See exactly whats going on in your pipeline with debugging mode and log streaming

Knowing what when wrong with your Pipeline when it fails is necessary to know how to fix it. Debugging mode allows you to get verbose information about your pipelines when they execute remotely.

When debugging mode is used:

  • When triggering a remote run with run_pipeline
  • Coming soon when creating a new environment with create_environment

You can activate debugging mode by adding the following code at the top of your scripts:

from pipeline.configuration import current_configuration


current_configuration.set_debug_mode(True)

📘

Make sure you're logged in

More info on this in the Getting Started guide!

Run example

Whats shown from run_pipeline:

  • The current state of the run, along with any updates
  • Run outputs
  • Run ID
  • Run logs
  • Run errors

To test the debugging out, lets create a basic pipeline that prints some things out, and has a basic progress bar with tqdm.

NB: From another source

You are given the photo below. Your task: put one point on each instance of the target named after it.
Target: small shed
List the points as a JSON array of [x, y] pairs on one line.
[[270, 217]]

You can find the source code for the below example here on our Github.

import time

from tqdm import tqdm

from pipeline import Pipeline, Variable, pipe
from pipeline.cloud.compute_requirements import Accelerator
from pipeline.cloud.environments import create_environment
from pipeline.cloud.pipelines import run_pipeline, upload_pipeline
from pipeline.configuration import current_configuration

# Activate debugging mode
current_configuration.set_debug_mode(True)


@pipe
def test(i: int) -> str:
    for i in tqdm(range(i)):
        time.sleep(0.5)
    print("I'm done now, goodbye!")
    return "Done"


with Pipeline() as builder:
    input_var = Variable(
        int,
        gt=0,
        lt=20,
    )

    b = test(input_var)

    builder.output(b)

pl = builder.get_pipeline()

# Create a basic environment with tqdm installed
env_id = create_environment(
    name="basic",
    python_requirements=[
        "tqdm",
    ],
    allow_existing=True,
)

# Upload our pipeline
result = upload_pipeline(
    pl,
    "debugging-pipeline:latest",
    environment_id_or_name="basic",
    accelerators=[
        Accelerator.cpu,
    ],
)

# Run the pipeline remotely
output = run_pipeline(
    result.id,
    5,
)

When we run this we'll see the following happen:

How it works

When performing a run with debugging mode the async_run field set to True and all runs are submitted in a non-blocking way. This means that a run API request is sent to the /v3/runs endpoint with async_run=True and the API immediately responds with the run_id without waiting for the run to be completed. The python SDK then polls the state of that run until it is completed while opening up a websocket to the logs endpoint to stream all logs back.

Historical run logs

It is possible to view historical logs of runs via the CLI. This will also be coming to the Catalyst dashboard soon, but currently is only available on the CLI.

To view a runs logs simple enter:

pipeline logs run <run_id>

🚧

You can only view logs from a run in the past hour

This will soon be increased to the past 7 days!